Talk: Co-operative Killing

Together with my colleague Nina Franz, I will give a talk on „Co-operative Killing. Controlling humans and machines in remote warfare“ at the conference Remote Control on July 30, 2017, at Humboldt University Berlin.

Abstract: Today’s remotely controlled military operations are de ned as processes of “cooperation” between automated and partially autonomous technologies and the “human operator”. This puts the human capability of action and decision making into a precarious relationship with the efficiency of non- human systems. In contrast to positions that argue for the recognition of non-human actors, agency
in these contexts is always already understood as human-technological co-agency within a given system, revealing the epistemological roots of “man-machine coupling” within the historical paradigm of cybernetics: The human actor is regarded as “element” or “component” of the operative system.

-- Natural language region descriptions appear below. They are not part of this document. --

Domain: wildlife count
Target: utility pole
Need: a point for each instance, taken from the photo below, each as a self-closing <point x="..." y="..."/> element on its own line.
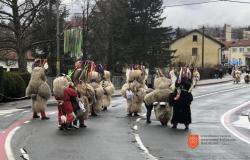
<point x="57" y="38"/>
<point x="202" y="51"/>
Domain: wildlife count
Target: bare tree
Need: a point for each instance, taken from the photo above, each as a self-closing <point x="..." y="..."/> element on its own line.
<point x="17" y="17"/>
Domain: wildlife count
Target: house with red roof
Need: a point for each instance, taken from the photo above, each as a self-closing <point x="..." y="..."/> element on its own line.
<point x="8" y="60"/>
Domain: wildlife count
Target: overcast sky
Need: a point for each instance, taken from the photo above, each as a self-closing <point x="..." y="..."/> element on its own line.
<point x="217" y="13"/>
<point x="212" y="14"/>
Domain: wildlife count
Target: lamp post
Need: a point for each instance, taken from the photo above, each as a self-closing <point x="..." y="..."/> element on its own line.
<point x="57" y="39"/>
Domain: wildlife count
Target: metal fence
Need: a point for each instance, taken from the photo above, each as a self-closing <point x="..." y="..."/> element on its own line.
<point x="118" y="81"/>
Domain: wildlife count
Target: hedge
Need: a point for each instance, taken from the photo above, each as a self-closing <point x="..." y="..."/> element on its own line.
<point x="25" y="76"/>
<point x="14" y="85"/>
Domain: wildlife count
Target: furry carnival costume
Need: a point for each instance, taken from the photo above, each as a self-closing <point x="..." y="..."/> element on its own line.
<point x="247" y="78"/>
<point x="90" y="75"/>
<point x="134" y="89"/>
<point x="159" y="100"/>
<point x="39" y="91"/>
<point x="67" y="110"/>
<point x="196" y="78"/>
<point x="108" y="88"/>
<point x="237" y="75"/>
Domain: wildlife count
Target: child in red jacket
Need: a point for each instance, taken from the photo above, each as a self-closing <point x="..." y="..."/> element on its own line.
<point x="65" y="109"/>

Against the backdrop of the military understanding of operation, the paper argues that the notion of “operative” and “operational” results in a problematic misconception of human-machine relations. Based on a case study of the so-called Ground Control Station for unmanned aerial vehicles the paper investigates the practices of remote operation. The control interface of the GCS is thereby revealed to be a scene of constant re-definition of roles, of re-negotiation and contested responsibilities. The study is based on an exchange with drone operators that took place in February 2017 on Maxwell Air Force Base in Montgomery, Alabama.